The secretary or any other officer of the Corporation may change the address recorded in the records of the Corporation of any person in accordance with any information such person believes to be reliable.

 

  10.04 Computation of Days:

 

In computing any period of days or clear days under the by-laws of the Corporation or the Act, the period shall be deemed to commence on the day following the event that begins the period and shall be deemed to end at midnight on the last day of the period except that if the last day of the period falls on a holiday, the period shall end at midnight of the first day next following such day that is not a holiday.

 

  10.05 Omissions and Errors:

 

The accidental omission to give any notice to any person, or the non-receipt of any notice by any person or any immaterial error in any notice shall not invalidate any action taken at any meeting held pursuant to such notice or otherwise founded thereon.

 

  10.06 Unregistered Shareholders:

 

Subject to the Act, every person who becomes entitled to any share of the Corporation shall be bound by every notice in respect of such share which was given to any previous holder thereof prior to the name and address of such person being entered on the securities register of the Corporation.

 

  10.07 Waiver of Notice:

 

Any person entitled to attend a meeting of the shareholders of the Corporation or directors or a committee thereof may in any manner and at any time waive notice thereof, and attendance of any shareholder or his, her or its proxyholder or authorized representative or of any other person at any meeting is a waiver of notice thereof by such shareholder or other person except where the attendance is for the express purpose of objecting to the transaction of any business on the grounds that the meeting is not lawfully called.

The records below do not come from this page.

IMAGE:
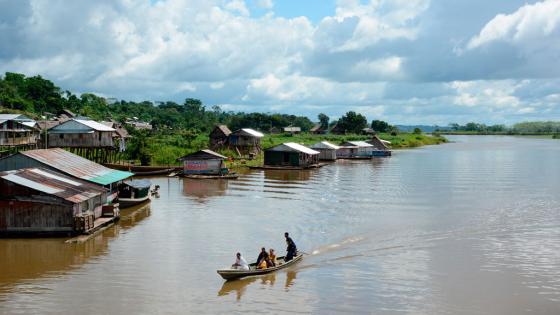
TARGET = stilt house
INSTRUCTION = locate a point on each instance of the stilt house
(38, 200)
(70, 164)
(219, 137)
(291, 154)
(246, 141)
(18, 131)
(327, 150)
(205, 162)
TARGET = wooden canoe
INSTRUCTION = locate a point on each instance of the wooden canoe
(231, 274)
(196, 176)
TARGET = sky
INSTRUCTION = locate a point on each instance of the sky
(402, 61)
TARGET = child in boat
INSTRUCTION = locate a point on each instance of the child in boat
(262, 265)
(240, 263)
(271, 258)
(263, 256)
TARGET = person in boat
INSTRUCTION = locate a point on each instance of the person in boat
(292, 249)
(240, 263)
(263, 257)
(271, 258)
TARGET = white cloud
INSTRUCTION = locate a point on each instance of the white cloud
(265, 4)
(391, 59)
(530, 23)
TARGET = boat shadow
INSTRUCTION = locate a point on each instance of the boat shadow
(240, 286)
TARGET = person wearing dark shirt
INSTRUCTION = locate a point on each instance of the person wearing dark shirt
(292, 249)
(262, 255)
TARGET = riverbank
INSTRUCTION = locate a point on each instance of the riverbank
(164, 149)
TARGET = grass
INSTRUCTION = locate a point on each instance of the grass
(165, 149)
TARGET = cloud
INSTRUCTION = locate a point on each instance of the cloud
(530, 23)
(414, 61)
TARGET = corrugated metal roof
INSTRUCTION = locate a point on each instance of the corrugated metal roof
(210, 152)
(252, 132)
(359, 143)
(53, 183)
(325, 145)
(77, 166)
(76, 125)
(291, 146)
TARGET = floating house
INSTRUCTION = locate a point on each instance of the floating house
(81, 133)
(318, 130)
(292, 129)
(274, 130)
(291, 155)
(219, 137)
(18, 131)
(327, 150)
(38, 200)
(381, 146)
(245, 141)
(337, 130)
(204, 162)
(355, 150)
(67, 163)
(120, 135)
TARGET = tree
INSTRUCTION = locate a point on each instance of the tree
(323, 120)
(352, 122)
(380, 126)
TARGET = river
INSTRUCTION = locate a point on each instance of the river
(468, 227)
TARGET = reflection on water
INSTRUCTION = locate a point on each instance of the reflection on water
(202, 189)
(470, 227)
(28, 258)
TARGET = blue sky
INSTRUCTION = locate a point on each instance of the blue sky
(403, 61)
(314, 10)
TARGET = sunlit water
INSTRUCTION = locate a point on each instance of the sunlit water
(470, 227)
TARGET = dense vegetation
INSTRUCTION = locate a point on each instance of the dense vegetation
(182, 128)
(523, 128)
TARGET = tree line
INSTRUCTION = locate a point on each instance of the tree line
(533, 127)
(40, 97)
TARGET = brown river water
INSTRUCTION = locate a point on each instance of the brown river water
(469, 227)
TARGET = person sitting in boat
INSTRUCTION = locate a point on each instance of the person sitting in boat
(240, 263)
(292, 249)
(263, 257)
(271, 258)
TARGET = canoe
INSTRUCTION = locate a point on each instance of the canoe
(227, 176)
(231, 274)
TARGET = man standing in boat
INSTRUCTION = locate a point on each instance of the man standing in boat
(292, 249)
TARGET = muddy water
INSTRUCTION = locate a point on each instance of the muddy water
(471, 227)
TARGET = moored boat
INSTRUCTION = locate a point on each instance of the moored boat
(231, 274)
(134, 192)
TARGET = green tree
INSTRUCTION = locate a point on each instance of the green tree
(323, 120)
(380, 126)
(352, 122)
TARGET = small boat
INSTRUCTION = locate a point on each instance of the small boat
(231, 274)
(200, 176)
(134, 192)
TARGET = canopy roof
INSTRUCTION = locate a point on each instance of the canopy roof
(53, 183)
(293, 147)
(77, 166)
(325, 145)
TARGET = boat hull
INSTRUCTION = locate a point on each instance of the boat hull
(232, 274)
(130, 202)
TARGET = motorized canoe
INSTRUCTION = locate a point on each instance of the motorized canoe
(134, 192)
(231, 274)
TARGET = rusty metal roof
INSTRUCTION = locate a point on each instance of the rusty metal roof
(53, 183)
(77, 166)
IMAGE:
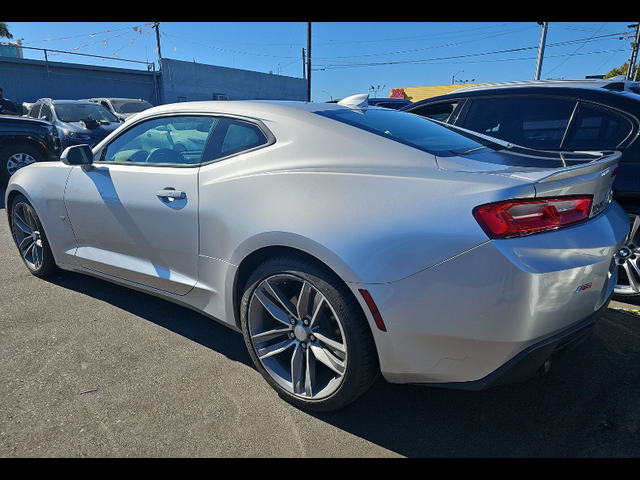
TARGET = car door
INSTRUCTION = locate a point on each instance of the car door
(135, 212)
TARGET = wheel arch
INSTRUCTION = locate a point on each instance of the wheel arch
(249, 261)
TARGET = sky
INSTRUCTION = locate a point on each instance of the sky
(346, 57)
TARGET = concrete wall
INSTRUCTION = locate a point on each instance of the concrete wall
(25, 80)
(195, 81)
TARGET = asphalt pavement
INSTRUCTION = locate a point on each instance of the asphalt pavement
(92, 369)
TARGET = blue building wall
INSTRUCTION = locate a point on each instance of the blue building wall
(195, 81)
(26, 80)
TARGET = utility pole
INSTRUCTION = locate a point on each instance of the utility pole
(157, 27)
(634, 53)
(304, 65)
(543, 40)
(308, 61)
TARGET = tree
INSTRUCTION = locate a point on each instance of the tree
(4, 30)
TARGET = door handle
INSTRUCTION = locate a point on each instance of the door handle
(171, 194)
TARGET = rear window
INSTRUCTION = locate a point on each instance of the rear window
(412, 130)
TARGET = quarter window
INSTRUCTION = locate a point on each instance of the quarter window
(438, 111)
(177, 140)
(597, 128)
(233, 136)
(531, 122)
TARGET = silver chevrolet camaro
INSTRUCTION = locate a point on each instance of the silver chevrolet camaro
(342, 240)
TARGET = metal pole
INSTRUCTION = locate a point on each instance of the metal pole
(308, 61)
(634, 52)
(157, 27)
(543, 39)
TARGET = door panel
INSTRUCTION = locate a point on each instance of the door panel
(135, 212)
(126, 229)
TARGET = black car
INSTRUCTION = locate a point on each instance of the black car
(24, 141)
(78, 122)
(560, 115)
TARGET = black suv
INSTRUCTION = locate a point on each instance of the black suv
(561, 115)
(24, 141)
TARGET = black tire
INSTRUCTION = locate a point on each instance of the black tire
(30, 238)
(628, 261)
(328, 328)
(13, 157)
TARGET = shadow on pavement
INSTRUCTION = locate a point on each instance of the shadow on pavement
(588, 405)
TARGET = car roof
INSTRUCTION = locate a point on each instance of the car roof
(60, 102)
(614, 84)
(597, 91)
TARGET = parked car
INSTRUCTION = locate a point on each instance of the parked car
(78, 122)
(24, 141)
(342, 240)
(393, 103)
(561, 115)
(123, 108)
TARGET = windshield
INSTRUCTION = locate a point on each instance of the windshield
(74, 112)
(410, 129)
(130, 106)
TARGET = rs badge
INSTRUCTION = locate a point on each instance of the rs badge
(584, 287)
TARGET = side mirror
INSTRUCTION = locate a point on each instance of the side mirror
(78, 155)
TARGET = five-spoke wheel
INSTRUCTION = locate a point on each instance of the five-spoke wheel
(307, 335)
(30, 238)
(628, 260)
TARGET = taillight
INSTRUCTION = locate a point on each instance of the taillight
(516, 218)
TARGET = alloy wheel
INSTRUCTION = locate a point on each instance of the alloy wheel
(628, 261)
(297, 336)
(27, 235)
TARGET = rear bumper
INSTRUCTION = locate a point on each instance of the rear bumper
(498, 312)
(536, 358)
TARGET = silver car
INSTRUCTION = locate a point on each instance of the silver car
(343, 241)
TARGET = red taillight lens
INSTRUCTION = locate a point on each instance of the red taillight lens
(515, 218)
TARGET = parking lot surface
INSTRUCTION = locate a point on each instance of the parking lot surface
(92, 369)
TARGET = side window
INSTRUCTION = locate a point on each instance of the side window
(46, 113)
(439, 111)
(597, 128)
(534, 122)
(35, 111)
(179, 140)
(233, 136)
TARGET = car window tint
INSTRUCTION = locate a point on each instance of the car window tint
(46, 113)
(233, 136)
(35, 110)
(597, 128)
(414, 130)
(533, 122)
(163, 141)
(438, 111)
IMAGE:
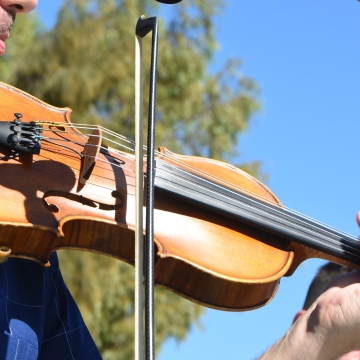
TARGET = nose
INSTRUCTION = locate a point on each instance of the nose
(19, 6)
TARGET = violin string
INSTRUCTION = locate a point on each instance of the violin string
(181, 164)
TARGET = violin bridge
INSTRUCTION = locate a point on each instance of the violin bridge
(90, 153)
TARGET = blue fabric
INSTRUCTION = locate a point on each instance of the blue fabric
(38, 317)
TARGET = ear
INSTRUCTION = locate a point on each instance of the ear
(298, 315)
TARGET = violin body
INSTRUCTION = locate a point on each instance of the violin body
(200, 254)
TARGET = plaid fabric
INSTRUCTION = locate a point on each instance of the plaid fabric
(38, 317)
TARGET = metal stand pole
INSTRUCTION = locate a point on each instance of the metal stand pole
(143, 27)
(139, 181)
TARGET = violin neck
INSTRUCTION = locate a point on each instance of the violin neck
(257, 213)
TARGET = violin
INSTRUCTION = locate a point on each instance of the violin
(222, 238)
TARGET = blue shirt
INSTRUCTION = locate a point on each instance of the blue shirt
(38, 316)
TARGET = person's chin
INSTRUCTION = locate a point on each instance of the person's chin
(353, 355)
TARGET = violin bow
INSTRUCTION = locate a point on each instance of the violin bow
(143, 27)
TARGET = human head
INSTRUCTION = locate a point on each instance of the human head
(8, 10)
(319, 284)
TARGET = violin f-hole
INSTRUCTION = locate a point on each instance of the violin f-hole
(82, 200)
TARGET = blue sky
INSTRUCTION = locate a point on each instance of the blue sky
(305, 55)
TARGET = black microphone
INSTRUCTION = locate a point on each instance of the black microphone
(168, 1)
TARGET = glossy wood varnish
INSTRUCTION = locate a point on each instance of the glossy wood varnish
(201, 255)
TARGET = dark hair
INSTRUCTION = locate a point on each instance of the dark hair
(324, 275)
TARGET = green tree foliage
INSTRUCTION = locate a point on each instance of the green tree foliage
(86, 62)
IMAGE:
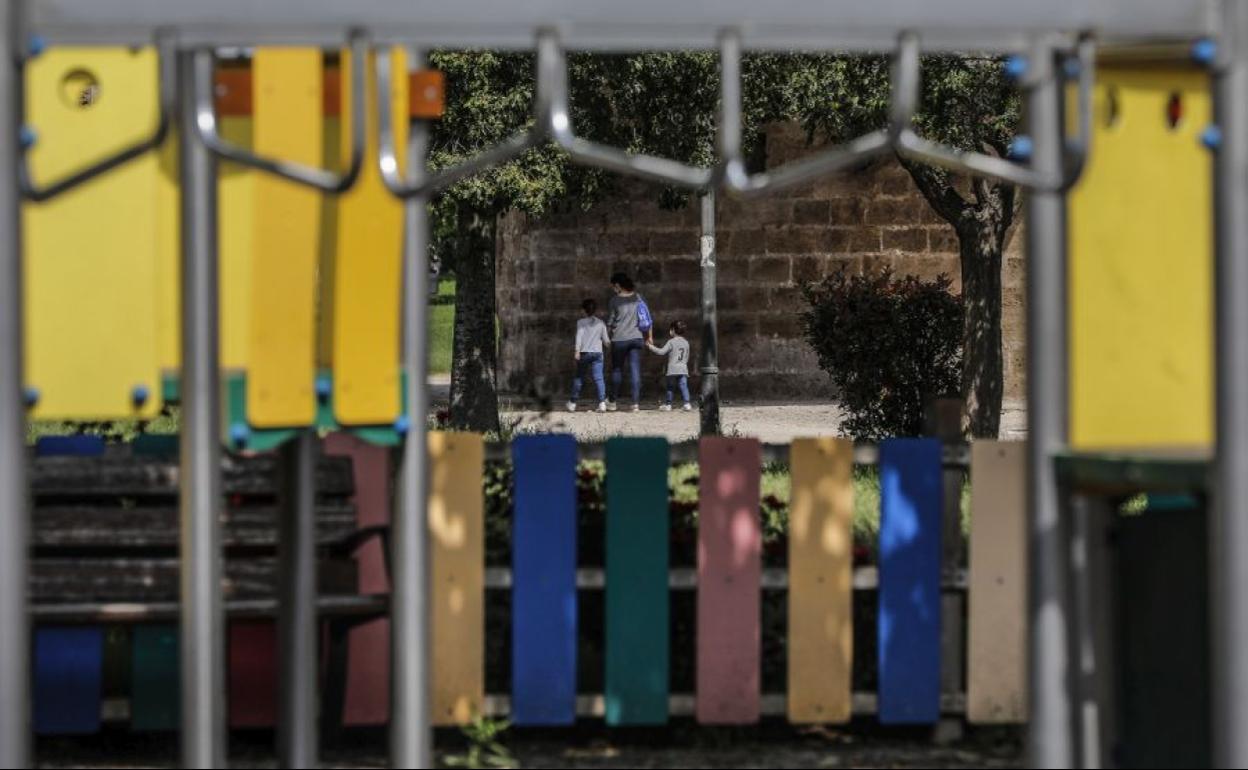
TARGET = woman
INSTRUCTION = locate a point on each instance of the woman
(628, 320)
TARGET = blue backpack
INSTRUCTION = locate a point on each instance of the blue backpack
(644, 321)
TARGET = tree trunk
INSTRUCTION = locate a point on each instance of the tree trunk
(474, 350)
(982, 371)
(981, 222)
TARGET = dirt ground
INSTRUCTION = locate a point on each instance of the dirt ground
(678, 746)
(769, 422)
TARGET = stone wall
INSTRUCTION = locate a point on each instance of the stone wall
(766, 248)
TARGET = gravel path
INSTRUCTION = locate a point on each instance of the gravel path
(769, 422)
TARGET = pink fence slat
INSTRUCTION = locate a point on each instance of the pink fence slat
(729, 572)
(366, 700)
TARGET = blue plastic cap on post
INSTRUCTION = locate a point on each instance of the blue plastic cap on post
(139, 394)
(1211, 137)
(1204, 51)
(1016, 68)
(1020, 149)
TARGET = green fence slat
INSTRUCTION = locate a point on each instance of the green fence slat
(637, 580)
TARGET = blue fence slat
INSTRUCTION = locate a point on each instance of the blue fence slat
(544, 580)
(69, 673)
(910, 550)
(69, 446)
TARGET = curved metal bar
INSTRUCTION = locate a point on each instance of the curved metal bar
(553, 74)
(428, 184)
(731, 169)
(977, 164)
(320, 179)
(34, 191)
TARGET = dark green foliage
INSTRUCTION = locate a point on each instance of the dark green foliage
(890, 345)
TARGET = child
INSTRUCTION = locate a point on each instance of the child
(677, 350)
(590, 338)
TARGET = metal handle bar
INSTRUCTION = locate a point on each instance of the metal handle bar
(977, 164)
(34, 191)
(320, 179)
(731, 169)
(427, 184)
(552, 122)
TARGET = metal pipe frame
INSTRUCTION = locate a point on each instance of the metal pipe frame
(202, 628)
(297, 609)
(1228, 526)
(38, 192)
(320, 179)
(1051, 673)
(409, 734)
(1061, 179)
(14, 501)
(789, 25)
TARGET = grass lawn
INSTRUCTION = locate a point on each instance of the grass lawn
(442, 322)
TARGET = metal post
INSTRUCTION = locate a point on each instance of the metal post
(1228, 526)
(411, 738)
(202, 632)
(710, 423)
(14, 629)
(1051, 716)
(297, 590)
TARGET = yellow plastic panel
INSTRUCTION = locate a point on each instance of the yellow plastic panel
(236, 237)
(169, 271)
(820, 580)
(367, 275)
(997, 615)
(90, 257)
(287, 226)
(1141, 261)
(457, 547)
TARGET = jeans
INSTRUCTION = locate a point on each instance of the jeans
(628, 350)
(594, 363)
(678, 381)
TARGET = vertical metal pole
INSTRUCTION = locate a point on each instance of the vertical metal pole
(710, 423)
(297, 589)
(1050, 730)
(411, 738)
(202, 632)
(14, 523)
(1228, 529)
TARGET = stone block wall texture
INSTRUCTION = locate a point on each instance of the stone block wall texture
(766, 248)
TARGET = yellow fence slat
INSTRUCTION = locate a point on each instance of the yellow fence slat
(1141, 261)
(457, 545)
(820, 580)
(997, 613)
(90, 256)
(367, 273)
(287, 226)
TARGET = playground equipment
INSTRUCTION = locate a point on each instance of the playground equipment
(370, 386)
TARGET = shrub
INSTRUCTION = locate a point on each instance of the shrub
(890, 345)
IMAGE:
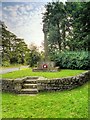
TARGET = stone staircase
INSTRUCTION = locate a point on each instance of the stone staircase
(29, 86)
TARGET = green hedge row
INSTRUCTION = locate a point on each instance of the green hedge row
(73, 60)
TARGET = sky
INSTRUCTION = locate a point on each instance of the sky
(24, 19)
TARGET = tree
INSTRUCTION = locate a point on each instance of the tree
(14, 50)
(34, 55)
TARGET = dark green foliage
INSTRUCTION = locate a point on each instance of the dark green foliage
(14, 50)
(73, 60)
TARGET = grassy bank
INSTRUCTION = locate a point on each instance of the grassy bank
(66, 104)
(28, 72)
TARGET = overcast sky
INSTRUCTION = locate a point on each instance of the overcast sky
(24, 19)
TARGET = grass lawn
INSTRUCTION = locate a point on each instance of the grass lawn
(28, 72)
(65, 104)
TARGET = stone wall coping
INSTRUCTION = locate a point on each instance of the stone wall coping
(43, 78)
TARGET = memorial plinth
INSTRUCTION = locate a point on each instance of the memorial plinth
(45, 64)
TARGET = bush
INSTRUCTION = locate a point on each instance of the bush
(73, 60)
(5, 63)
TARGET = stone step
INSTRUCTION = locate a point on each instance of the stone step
(31, 81)
(29, 91)
(29, 85)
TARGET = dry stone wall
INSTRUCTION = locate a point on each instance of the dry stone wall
(44, 84)
(67, 83)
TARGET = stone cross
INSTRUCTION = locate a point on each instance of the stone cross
(45, 30)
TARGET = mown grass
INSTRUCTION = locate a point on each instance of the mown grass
(28, 72)
(66, 104)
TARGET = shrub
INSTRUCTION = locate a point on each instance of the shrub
(5, 63)
(73, 60)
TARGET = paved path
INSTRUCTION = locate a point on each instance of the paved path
(7, 70)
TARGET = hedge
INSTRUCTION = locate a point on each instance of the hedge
(73, 60)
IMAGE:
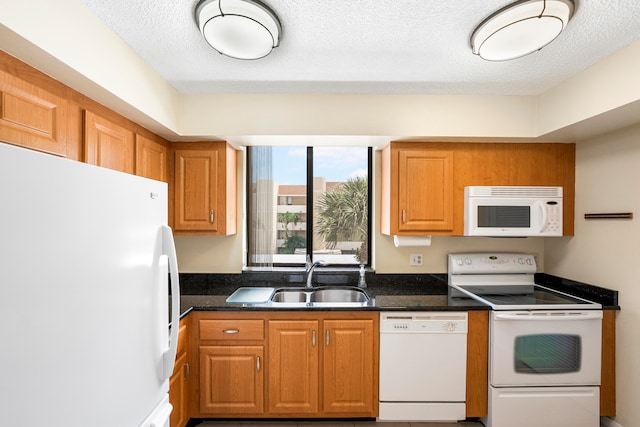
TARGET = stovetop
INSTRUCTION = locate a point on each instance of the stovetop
(505, 281)
(529, 297)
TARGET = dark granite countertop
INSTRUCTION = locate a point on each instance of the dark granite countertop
(397, 292)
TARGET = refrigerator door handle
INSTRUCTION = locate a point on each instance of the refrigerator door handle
(169, 249)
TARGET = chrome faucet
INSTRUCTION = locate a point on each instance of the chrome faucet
(311, 267)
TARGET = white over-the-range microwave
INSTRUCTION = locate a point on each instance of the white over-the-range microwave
(512, 211)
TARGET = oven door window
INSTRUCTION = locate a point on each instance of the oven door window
(547, 354)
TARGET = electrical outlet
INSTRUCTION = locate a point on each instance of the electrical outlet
(415, 259)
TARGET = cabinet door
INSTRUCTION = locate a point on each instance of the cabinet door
(231, 379)
(196, 187)
(32, 117)
(178, 392)
(350, 366)
(293, 366)
(425, 190)
(107, 144)
(151, 159)
(477, 364)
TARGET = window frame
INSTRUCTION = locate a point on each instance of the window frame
(309, 208)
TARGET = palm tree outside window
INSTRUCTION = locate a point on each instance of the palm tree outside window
(308, 201)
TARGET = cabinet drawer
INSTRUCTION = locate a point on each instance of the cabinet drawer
(232, 329)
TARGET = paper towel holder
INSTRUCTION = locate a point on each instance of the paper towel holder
(411, 241)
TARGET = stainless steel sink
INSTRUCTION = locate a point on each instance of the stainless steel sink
(289, 296)
(320, 297)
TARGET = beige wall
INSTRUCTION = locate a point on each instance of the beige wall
(607, 252)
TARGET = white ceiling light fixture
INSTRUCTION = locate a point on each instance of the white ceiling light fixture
(241, 29)
(520, 29)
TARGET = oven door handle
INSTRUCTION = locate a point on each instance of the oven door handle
(541, 317)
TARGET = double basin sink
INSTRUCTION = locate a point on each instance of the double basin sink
(334, 296)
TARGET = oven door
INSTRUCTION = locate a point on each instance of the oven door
(545, 348)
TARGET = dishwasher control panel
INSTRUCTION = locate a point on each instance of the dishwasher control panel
(423, 322)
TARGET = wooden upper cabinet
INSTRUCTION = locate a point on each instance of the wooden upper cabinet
(425, 190)
(205, 188)
(422, 183)
(107, 144)
(32, 117)
(151, 159)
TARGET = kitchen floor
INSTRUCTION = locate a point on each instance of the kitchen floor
(333, 424)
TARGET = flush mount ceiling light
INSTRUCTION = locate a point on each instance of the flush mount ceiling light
(241, 29)
(520, 29)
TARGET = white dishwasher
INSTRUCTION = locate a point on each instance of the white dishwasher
(423, 366)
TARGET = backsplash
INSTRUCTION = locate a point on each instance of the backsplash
(221, 284)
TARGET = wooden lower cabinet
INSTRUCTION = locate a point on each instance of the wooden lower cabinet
(231, 379)
(294, 366)
(324, 364)
(477, 364)
(179, 383)
(178, 392)
(286, 364)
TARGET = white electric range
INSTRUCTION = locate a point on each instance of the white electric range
(544, 345)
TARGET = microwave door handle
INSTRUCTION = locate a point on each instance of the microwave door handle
(543, 214)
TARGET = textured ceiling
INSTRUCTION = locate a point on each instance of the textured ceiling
(367, 46)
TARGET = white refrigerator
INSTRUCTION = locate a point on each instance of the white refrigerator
(86, 262)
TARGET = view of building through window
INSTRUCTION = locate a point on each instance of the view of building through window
(326, 216)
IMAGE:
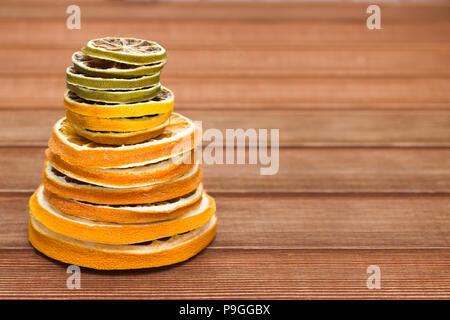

In addition, where any notice or document is required to be given under the articles or by-laws of the Corporation or the Act, the notice may be waived or the time for sending the notice or document may be waived or abridged at any time with the consent in writing of the person entitled thereto. Any meeting may be held without notice or on shorter notice than that provided for in the by-laws of the Corporation if all persons not receiving the notice to which they are entitled waive notice of or accept short notice of the holding of such meeting.